After the European Parliament voted down a proposal to prop up its flagship emissions trading scheme (ETS), most observers finally admitted what has been obvious for a while: the program is contributing little to accelerating the decarbonization of the European economy. However, a few eternal but confused optimists see the program as working just fine. Here are a few thoughts in response to that bit of pushback.
Carbon dioxide emissions are the consequence of economic activity and the technologies that we use to produce and consume energy. We measure technological progress with respect to emissions reductions by a decline in the ratio of emissions to economic activity (GDP), called decarbonization.
To achieve aggressive emissions reductions goals – such as a 80 percent reduction by 2050 – requires annual rates of decarbonization of 5 percent or greater. This figure provides a baseline against which to think about the performance of actual policies.
The European Union ETS was created to put a price on carbon so that industry would factor that price into its decision making. It is the price that does the work in a cap and trade system for emissions reduction. The cap and the trading set the price, and the price creates incentives for innovation in energy consumption and production. The EU explains: “The market price of allowances — the 'carbon price' – creates a greater incentive the higher it is.”
Conversely, there is a low incentive for innovation with a low market price.
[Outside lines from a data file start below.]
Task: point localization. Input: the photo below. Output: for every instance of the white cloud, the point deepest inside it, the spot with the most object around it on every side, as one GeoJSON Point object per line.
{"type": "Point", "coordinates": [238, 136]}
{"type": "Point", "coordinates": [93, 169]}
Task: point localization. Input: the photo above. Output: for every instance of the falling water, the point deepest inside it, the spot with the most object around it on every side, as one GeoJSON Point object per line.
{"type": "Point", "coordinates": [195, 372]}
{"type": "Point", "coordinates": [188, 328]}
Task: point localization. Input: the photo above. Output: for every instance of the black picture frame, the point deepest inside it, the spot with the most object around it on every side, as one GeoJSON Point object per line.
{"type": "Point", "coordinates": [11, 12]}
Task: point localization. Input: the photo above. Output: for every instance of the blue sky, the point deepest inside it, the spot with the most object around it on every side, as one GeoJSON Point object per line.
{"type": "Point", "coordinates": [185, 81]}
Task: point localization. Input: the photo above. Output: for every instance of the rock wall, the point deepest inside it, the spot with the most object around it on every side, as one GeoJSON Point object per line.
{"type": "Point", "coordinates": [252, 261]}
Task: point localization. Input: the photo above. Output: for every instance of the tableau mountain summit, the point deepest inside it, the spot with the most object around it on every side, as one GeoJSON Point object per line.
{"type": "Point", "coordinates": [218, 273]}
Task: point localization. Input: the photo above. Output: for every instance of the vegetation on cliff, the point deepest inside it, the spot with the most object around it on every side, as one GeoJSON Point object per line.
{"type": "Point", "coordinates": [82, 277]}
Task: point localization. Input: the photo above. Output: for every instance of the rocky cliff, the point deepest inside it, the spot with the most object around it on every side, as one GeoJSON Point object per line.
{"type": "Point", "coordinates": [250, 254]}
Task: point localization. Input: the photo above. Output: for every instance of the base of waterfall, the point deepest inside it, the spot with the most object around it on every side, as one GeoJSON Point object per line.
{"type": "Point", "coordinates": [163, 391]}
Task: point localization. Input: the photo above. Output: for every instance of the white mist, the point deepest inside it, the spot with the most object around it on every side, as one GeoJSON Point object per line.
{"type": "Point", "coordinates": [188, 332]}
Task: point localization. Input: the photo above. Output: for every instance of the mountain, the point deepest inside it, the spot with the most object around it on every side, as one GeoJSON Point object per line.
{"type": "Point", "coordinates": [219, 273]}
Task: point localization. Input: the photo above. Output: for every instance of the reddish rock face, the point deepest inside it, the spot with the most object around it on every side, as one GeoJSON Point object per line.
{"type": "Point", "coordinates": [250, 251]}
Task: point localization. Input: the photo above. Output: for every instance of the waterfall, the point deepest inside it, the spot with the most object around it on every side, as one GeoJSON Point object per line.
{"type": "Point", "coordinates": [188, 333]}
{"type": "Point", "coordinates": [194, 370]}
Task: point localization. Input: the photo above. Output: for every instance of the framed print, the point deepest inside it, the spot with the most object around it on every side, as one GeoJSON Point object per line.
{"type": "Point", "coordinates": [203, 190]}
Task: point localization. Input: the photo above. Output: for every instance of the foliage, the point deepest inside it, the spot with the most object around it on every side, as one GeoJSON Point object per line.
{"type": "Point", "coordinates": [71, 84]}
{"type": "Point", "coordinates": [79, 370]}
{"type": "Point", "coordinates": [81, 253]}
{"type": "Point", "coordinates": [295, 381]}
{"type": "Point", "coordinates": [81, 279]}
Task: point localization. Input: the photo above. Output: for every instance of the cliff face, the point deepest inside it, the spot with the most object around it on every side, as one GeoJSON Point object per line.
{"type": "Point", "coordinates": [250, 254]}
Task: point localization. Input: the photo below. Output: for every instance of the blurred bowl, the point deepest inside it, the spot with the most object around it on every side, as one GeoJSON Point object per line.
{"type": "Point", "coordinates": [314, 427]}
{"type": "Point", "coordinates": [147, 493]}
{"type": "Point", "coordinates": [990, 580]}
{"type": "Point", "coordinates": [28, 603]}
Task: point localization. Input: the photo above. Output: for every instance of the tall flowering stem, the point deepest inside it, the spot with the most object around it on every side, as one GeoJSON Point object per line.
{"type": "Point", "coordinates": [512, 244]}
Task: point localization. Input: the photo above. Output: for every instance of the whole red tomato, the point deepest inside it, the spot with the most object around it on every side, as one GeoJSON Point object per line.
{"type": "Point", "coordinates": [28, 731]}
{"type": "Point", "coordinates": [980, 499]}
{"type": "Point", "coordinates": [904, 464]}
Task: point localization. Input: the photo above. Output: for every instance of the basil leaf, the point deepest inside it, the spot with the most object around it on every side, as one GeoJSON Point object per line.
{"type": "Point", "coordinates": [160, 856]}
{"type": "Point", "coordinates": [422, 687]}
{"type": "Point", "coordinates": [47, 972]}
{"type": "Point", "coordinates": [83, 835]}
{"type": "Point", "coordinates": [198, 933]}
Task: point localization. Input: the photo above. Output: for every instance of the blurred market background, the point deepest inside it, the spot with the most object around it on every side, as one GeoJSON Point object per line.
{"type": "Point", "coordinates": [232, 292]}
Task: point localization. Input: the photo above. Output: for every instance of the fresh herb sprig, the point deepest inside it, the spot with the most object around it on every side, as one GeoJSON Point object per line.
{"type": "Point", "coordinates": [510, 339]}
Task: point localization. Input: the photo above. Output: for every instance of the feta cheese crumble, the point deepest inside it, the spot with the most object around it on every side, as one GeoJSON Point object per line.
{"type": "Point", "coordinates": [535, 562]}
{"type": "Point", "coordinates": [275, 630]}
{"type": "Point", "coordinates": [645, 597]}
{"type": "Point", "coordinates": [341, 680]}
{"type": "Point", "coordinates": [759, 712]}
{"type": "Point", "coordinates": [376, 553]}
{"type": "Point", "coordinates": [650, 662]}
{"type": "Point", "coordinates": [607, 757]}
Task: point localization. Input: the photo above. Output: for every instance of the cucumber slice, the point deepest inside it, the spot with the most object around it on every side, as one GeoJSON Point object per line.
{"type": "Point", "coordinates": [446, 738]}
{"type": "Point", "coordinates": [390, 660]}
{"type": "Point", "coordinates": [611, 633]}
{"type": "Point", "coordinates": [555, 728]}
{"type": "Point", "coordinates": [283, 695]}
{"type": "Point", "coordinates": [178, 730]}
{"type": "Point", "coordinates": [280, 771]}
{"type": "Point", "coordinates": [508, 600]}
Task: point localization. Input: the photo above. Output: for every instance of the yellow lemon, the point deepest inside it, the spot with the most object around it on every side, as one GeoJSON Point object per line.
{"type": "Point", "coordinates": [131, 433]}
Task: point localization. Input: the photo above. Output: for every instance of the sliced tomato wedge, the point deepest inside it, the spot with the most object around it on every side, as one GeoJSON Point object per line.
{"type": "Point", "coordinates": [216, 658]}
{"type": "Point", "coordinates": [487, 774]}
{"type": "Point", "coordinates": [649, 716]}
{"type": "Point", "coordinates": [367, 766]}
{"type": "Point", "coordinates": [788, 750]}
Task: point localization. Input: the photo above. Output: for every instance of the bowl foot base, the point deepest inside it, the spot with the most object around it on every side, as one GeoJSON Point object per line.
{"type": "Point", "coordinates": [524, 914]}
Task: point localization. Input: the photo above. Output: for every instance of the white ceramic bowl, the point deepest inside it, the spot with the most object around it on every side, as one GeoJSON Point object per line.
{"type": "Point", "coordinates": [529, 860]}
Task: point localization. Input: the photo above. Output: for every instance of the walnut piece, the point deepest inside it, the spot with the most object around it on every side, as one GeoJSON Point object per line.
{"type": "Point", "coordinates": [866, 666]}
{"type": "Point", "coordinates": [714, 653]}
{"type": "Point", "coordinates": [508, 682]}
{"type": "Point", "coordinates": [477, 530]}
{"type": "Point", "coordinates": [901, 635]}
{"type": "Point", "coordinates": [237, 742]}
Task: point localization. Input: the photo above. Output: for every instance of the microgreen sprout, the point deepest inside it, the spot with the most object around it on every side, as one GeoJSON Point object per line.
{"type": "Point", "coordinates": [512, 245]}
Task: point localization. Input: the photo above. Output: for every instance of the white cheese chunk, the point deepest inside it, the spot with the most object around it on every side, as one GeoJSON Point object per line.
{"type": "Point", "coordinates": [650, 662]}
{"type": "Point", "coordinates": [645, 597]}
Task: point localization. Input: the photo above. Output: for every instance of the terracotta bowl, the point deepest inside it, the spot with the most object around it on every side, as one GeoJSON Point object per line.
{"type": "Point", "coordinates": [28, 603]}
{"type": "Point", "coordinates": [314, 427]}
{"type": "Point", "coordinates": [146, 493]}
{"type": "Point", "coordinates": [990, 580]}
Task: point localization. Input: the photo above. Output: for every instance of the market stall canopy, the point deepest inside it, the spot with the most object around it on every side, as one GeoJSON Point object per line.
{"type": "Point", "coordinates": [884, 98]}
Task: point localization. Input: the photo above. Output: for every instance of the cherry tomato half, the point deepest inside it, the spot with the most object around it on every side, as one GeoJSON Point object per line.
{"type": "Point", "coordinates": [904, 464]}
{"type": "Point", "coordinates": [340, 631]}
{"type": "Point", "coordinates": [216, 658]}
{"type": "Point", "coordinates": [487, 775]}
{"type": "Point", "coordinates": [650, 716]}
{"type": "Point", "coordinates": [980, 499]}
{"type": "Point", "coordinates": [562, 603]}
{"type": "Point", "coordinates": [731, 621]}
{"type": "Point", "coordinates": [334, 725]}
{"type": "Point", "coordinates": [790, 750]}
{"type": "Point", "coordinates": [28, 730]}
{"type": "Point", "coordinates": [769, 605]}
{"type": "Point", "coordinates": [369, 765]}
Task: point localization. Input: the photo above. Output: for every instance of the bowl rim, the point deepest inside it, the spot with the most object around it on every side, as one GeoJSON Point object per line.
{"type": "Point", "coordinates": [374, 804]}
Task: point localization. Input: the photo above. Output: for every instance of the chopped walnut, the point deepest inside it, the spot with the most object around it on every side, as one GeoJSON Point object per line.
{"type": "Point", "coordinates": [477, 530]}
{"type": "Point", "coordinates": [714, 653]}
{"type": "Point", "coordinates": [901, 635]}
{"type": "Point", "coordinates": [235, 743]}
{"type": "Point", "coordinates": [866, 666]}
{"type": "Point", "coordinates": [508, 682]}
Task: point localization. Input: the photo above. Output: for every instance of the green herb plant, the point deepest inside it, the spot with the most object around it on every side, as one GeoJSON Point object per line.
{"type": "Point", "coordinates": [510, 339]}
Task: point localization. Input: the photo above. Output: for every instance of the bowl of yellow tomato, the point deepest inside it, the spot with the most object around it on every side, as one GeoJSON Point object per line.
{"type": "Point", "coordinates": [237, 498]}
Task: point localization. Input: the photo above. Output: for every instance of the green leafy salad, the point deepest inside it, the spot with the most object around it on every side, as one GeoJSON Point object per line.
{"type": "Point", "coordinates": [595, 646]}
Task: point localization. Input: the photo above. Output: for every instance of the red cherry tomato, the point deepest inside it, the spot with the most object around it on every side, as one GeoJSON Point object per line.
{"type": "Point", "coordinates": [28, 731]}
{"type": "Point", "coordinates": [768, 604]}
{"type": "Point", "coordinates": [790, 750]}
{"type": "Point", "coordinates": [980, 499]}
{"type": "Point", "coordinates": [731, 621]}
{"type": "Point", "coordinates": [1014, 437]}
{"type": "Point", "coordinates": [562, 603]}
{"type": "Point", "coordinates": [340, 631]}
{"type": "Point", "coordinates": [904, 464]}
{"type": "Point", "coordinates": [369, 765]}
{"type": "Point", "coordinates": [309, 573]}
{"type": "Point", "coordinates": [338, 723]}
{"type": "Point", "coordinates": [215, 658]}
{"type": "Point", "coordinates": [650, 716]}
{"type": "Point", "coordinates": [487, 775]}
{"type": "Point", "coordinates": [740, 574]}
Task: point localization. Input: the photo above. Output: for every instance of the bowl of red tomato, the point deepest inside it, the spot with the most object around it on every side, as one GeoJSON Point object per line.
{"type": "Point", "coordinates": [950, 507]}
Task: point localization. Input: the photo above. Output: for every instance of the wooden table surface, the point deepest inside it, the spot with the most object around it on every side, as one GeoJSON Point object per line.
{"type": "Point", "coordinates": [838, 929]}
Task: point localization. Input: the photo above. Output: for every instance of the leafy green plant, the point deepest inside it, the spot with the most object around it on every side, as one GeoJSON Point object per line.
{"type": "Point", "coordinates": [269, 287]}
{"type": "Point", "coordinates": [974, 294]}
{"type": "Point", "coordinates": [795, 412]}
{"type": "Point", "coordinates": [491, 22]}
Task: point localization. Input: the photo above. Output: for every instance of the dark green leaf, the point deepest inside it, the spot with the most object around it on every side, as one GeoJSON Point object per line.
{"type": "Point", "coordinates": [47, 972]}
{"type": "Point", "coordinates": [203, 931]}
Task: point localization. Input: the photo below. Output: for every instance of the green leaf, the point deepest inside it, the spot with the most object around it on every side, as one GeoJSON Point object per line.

For those interested in accelerating the decarbonization of the economy, the collapse of the price of carbon under the ETS is prima facie evidence of the program's ineffectiveness.
At the same time, price is the program's Achilles’ heel. While people in Europe and around the world have shown a willingness to pay a bit more for energy in support of environmental goals, that willingness has its limits. This reality – what I've called an iron law – means that efforts to motivate innovation through raising the price of energy are ultimately doomed to fail.
There is some evidence that the ETS has simply put a price on business as usual. In The Climate Fix, I showed that Europe's rate of decarbonization was essentially identical before and after the ETS was introduced. If the program has effects, decarbonization has not been detectable beyond historical business-as-usual rates.
The figure above, based on data from the US Energy Information Agency, shows the comparative performance of the United States and the EU-27 with respect to overall emissions and emissions intensity (C/GDP) since 2000. Both the United States and the EU reduced aggregate emissions by 6.4 percent from 2000 levels and the United States improved its carbon intensity by a slightly larger amount (21 percent vs. 19.5 percent). The similarity of the reductions indicate that, whatever impact the EU ETS has had, the United States achieved similar results with no carbon market (and some might argue, with no climate policy at all).
With the United States and the EU averaging ~2 percent per year since 1990, it is ironic to see otherwise committed environmentalists acting as apologists for the EU ETS. The uncomfortable reality is that no policies have been put in place anywhere in the world that have indicated an ability to accelerate rates of decarbonization to levels approaching 5 percent per year. This includes the EU ETS. If greater progress is to be made, debate will have to move beyond carbon pricing and the relative success or shortfalls of the EU ETS.